This article applies to: Helm v3.8.0
Helm helps you manage Kubernetes applications — Helm Charts help you define, install, and upgrade even the most complex Kubernetes application. More details on Helm and the commands can be found in the official documentation.
Assuming you use Helm to handle your releases, you might end up in a case where the release will be stuck in a pending state and all subsequent releases will keep failing.
This could happen if:
- you run the upgrade command from the cli and accidentally (or not) interrupt it or
- you have two deploys running at the same time (maybe in Github Actions, for example)
Basically, any interruption that occurred during your install/upgrade process could lead you to a state where you cannot install another release anymore.
In the release logs the failing upgrade will show an error similar to the following:
Error: UPGRADE FAILED: release <name> failed, and has been rolled back due to atomic being set: timed out waiting for the condition
Error: Error: The process '/usr/bin/helm3' failed with exit code 1
Error: The process '/usr/bin/helm3' failed with exit code 1
The status will be stuck in: PENDING_INSTALL
or PENDING_UPGRADE
depending on the command you were running.
Because of this pending state when you run the command to list all releases, it will return empty:
> helm list --all
NAME NAMESPACE REVISION UPDATED STATUS CHART APP VERSION
So what can we do now? In this article, we will look over the two options described below. Keep in mind that based on your setup it could be another issue, but I’m hoping that these two pointers will give you a place to start.
- Roll back to the previous working version using the
helm rollback
command. - Delete the helm secret associated with the release and re-run the upgrade command.
So let’s look at each option in detail.
Options#
Roll back to the previous working version using the helm rollback
command#
From the official documentation:
This command rolls back a release to a previous revision. The first argument of the rollback command is the name of a release, and the second is a revision (version) number. If this argument is omitted, it will roll back to the previous release.
So, in this case, let’s get the history of the releases:
helm history <releasename> -n <namespace>
In the output, you will notice the STATUS of your release with pending-upgrade
:
REVISION UPDATED STATUS CHART APP VERSION DESCRIPTION
1 Wed May 25 11:45:40 2022 DEPLOYED api-0.1.0 1.16.0 Upgrade complete
2 Mon May 30 14:32:46 2022 PENDING_UPGRADE api-0.1.0 1.16.0 Preparing upgrade
Now let’s perform the rollback by running the following command:
helm rollback <release> <revision> --namespace <namespace>
So in our case, we run:
> helm rollback api 1 --namespace api
Rollback was a success.
After we get confirmation that the rollback was successful, we run the command to get the history again.

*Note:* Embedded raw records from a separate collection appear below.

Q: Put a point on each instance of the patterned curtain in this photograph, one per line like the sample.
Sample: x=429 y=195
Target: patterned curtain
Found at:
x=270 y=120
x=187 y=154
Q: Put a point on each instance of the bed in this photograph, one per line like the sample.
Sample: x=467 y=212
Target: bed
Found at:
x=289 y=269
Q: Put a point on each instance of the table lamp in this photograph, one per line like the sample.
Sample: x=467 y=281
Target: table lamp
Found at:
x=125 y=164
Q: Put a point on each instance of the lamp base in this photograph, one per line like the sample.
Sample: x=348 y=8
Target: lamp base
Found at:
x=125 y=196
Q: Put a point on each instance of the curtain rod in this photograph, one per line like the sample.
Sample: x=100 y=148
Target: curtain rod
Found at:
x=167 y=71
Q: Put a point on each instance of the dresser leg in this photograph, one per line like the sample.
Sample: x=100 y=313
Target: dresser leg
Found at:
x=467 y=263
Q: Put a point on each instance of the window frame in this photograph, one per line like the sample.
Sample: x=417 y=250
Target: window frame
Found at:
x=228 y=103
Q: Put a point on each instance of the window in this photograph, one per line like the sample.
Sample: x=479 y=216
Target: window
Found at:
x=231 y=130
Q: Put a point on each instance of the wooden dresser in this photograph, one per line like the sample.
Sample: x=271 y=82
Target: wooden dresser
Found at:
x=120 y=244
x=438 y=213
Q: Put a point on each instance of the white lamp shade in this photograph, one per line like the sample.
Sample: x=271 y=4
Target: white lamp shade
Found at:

We now see we have two releases and that our rollback was successful having the STATUS `deployed``
> helm history api -n api
REVISION UPDATED STATUS CHART APP VERSION DESCRIPTION
1 Wed May 25 11:45:40 2022 SUPERSEEDED api-0.1.0 1.16.0 Upgrade complete
2 Mon May 30 14:32:46 2022 SUPERSEEDED api-0.1.0 1.16.0 Preparing upgrade
3 Mon May 30 14:45:46 2022 DEPLOYED api-0.1.0 1.16.0 Rollback to 1
So what if the solution above didn’t work?
Delete the helm secret associated with the release and re-run the upgrade command#
First, we get all the secrets for the namespace by running:
kubectl get secrets -n <namespace>
In the output, you will notice a list of secrets in the following format:
NAME TYPE DATA AGE
api Opaque 21 473d
sh.helm.release.v1.api.v648 helm.sh/release.v1 1 6d5h
sh.helm.release.v1.api.v649 helm.sh/release.v1 1 5d1h
sh.helm.release.v1.api.v650 helm.sh/release.v1 1 57m
So what’s in a secret?
Helm3 makes use of the Kubernetes Secrets object to store any information regarding a release. These secrets are basically used by Helm to store and read its state every time we run: helm list
, helm history
or helm upgrade
in our case.
The naming of the secrets is unique per namespace.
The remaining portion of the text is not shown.